The following section describes several models which could be used to analyze barrier algorithms and
predict the runtime behavior. The most accurate model is chosen as a result.
Models for parallel programming are often used to develop and optimize time critical sections of algorithms
for parallel systems. These models should reflect all relevant parts of real-life-systems for algorithmic
design. Several simplifying assumptions are taken to create these models. The next part of this thesis
deals with analysis and evaluation of different well known models for their suitability to the InfiniBandTM
network architecture. All models are described and rated1 in this work.
2.1.2 Related Work
Many models have been developed during the past years. Most of them are dedicated to a specific
hardware or network architecture [Lei92, Ble87] or the shared memory paradigm [LCW93, GMR97].
There are also some general purpose parallel models which try to remain architecture independent like
the PRAM [FW78b, KR90], the BSP [Val90], the C3 [HK94] or the LogP [CKP+93] model. These generic
1rating is done by comparing advantages and disadvantages for modeling InfiniBandTM
CHAPTER 2. SOFTWARE SOLUTION 2.1. MODELS FOR PARALLEL COMPUTATION
programming models are characterized and used as starting point for further work.

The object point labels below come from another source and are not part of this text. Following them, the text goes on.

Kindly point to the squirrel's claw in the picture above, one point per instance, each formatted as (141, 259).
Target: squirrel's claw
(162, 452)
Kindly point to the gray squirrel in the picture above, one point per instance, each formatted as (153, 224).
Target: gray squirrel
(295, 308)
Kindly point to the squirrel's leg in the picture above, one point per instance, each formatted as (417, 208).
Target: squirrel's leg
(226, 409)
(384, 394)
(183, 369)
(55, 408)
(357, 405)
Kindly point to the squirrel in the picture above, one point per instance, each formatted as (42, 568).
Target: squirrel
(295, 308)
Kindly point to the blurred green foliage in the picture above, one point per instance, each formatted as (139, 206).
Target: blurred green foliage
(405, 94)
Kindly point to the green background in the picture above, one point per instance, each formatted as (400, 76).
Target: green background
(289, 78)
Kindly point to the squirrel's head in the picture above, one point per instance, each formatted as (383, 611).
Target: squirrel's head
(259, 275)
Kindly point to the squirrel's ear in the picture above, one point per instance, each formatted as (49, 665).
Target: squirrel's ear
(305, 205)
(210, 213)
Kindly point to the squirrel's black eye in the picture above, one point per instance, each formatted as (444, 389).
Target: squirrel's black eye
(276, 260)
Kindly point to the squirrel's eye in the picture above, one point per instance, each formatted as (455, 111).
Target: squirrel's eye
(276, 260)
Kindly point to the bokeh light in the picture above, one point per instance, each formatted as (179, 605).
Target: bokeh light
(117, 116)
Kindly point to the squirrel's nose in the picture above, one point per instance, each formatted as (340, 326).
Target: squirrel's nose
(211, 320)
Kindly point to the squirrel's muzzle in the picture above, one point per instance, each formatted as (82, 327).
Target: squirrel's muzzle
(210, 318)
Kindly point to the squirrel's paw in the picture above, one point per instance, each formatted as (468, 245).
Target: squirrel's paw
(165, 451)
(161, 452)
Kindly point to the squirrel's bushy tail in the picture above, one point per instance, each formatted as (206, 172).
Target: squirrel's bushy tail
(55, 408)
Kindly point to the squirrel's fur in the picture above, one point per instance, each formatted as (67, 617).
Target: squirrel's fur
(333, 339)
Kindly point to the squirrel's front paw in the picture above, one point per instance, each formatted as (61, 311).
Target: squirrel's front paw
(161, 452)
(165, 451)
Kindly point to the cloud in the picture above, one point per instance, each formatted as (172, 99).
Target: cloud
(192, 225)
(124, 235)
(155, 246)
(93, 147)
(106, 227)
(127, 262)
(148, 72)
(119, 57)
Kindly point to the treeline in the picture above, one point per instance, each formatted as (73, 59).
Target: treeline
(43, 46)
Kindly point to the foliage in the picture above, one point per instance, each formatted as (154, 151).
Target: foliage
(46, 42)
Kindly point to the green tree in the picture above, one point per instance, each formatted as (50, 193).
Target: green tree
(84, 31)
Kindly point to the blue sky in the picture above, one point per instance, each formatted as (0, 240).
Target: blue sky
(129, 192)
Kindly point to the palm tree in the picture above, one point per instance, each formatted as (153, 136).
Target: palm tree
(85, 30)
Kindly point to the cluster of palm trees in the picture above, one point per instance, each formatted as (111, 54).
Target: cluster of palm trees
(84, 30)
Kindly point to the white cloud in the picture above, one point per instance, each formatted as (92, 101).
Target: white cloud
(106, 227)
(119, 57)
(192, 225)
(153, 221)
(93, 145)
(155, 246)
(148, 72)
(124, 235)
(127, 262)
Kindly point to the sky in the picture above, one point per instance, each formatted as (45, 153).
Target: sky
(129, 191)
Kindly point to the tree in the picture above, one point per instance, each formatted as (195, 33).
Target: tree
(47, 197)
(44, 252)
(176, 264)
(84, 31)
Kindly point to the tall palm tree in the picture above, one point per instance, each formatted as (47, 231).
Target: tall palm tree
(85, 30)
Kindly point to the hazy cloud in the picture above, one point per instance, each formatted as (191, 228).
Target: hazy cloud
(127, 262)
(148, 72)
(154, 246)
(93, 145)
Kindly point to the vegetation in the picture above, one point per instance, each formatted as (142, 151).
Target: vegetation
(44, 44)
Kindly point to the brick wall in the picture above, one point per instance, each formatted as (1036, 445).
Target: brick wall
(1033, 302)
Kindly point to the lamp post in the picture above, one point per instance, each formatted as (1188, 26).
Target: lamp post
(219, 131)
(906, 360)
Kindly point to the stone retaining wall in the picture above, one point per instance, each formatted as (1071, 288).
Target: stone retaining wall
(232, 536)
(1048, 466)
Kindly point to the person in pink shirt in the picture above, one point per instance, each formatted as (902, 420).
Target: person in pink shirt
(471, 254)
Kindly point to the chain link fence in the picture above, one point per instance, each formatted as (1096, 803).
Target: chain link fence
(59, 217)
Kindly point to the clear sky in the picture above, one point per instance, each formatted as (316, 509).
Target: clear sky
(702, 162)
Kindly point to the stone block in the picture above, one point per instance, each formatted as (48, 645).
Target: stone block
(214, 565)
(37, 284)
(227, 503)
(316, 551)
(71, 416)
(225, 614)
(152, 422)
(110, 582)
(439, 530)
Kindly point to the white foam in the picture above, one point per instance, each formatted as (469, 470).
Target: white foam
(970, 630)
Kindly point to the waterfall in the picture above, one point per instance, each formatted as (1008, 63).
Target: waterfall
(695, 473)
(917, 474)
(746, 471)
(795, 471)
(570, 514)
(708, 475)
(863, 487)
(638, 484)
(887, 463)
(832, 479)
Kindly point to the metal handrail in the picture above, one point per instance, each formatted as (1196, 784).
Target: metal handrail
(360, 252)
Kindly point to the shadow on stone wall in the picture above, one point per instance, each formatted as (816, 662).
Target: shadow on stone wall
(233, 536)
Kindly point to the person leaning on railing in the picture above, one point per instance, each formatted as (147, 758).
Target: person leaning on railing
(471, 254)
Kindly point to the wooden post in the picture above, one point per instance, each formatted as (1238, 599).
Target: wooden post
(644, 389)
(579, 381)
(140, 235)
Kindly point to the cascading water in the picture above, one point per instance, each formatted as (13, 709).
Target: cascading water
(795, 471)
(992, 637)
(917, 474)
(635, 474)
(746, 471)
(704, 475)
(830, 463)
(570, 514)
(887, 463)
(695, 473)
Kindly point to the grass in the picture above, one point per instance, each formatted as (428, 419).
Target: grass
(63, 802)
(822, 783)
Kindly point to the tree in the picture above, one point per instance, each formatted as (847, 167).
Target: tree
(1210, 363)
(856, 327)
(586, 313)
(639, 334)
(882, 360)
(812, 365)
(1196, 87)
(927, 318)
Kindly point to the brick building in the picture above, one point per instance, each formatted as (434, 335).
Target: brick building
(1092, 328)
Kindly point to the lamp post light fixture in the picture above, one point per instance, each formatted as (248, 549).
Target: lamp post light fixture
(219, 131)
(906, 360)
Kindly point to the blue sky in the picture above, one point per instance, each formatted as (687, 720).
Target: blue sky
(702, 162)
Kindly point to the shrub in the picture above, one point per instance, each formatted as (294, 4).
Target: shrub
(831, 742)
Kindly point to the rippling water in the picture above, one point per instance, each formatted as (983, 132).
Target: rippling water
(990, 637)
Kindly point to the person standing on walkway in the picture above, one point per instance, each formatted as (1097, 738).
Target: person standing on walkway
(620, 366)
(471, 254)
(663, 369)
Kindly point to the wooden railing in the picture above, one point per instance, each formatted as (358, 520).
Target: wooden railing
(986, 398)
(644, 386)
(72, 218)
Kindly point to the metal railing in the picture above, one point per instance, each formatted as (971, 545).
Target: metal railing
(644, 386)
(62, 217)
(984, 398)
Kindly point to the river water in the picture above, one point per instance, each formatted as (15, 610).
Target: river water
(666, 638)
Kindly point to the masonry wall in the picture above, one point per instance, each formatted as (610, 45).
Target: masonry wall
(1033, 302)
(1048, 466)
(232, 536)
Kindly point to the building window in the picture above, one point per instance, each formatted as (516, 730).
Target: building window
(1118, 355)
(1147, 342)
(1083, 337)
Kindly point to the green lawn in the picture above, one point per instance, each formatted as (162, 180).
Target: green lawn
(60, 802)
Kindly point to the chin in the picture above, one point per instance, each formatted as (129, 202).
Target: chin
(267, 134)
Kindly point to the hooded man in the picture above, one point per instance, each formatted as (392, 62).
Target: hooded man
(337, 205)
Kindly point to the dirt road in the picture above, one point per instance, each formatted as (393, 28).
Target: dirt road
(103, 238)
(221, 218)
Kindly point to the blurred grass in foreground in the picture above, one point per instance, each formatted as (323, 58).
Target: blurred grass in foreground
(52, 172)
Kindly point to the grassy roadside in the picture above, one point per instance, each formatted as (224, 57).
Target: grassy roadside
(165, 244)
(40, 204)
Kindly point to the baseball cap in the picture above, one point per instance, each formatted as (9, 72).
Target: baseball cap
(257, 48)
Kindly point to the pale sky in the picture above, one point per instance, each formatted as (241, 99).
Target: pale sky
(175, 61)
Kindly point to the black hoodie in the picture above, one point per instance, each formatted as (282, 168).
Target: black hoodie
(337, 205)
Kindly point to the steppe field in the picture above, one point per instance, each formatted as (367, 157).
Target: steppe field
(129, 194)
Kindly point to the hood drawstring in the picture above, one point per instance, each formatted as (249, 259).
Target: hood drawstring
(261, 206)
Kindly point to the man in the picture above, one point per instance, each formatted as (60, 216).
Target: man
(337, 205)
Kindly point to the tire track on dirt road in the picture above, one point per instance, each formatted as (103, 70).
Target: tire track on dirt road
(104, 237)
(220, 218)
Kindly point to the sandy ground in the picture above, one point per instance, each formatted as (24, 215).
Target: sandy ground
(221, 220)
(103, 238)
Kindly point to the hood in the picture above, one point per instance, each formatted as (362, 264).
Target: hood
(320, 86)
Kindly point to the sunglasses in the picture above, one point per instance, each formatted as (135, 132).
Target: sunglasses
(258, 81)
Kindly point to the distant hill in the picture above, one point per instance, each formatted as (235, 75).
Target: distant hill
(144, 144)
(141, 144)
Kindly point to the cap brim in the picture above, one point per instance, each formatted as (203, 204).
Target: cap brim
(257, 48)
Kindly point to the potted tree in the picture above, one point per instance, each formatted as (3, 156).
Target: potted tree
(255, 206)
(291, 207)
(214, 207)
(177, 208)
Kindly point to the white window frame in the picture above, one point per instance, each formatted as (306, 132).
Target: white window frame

Several comparative
studies and surveys are also available [MMT95, Ham96, BHP96], but they provide a limited view by
comparing just a small subset of all available models.
2.1.3 Organization
Each mentioned model is described by its main characteristics. A reference to the original publication
is given for additional details (e.g. detailed information in terms of execution time estimation). Each
model is analyzed in advantages and disadvantages for modeling the InfiniBandTM architecture, and a
conclusion for further usage in the design process of a new model is drawn. Several models have been
enhanced by different modifications of third authors. Some of them and their implications for the usability
of the underlying model are discussed in a separate subsection. The last section draws a conclusion and
proposes a suitable model for the barrier operation over the InfiniBandTM network.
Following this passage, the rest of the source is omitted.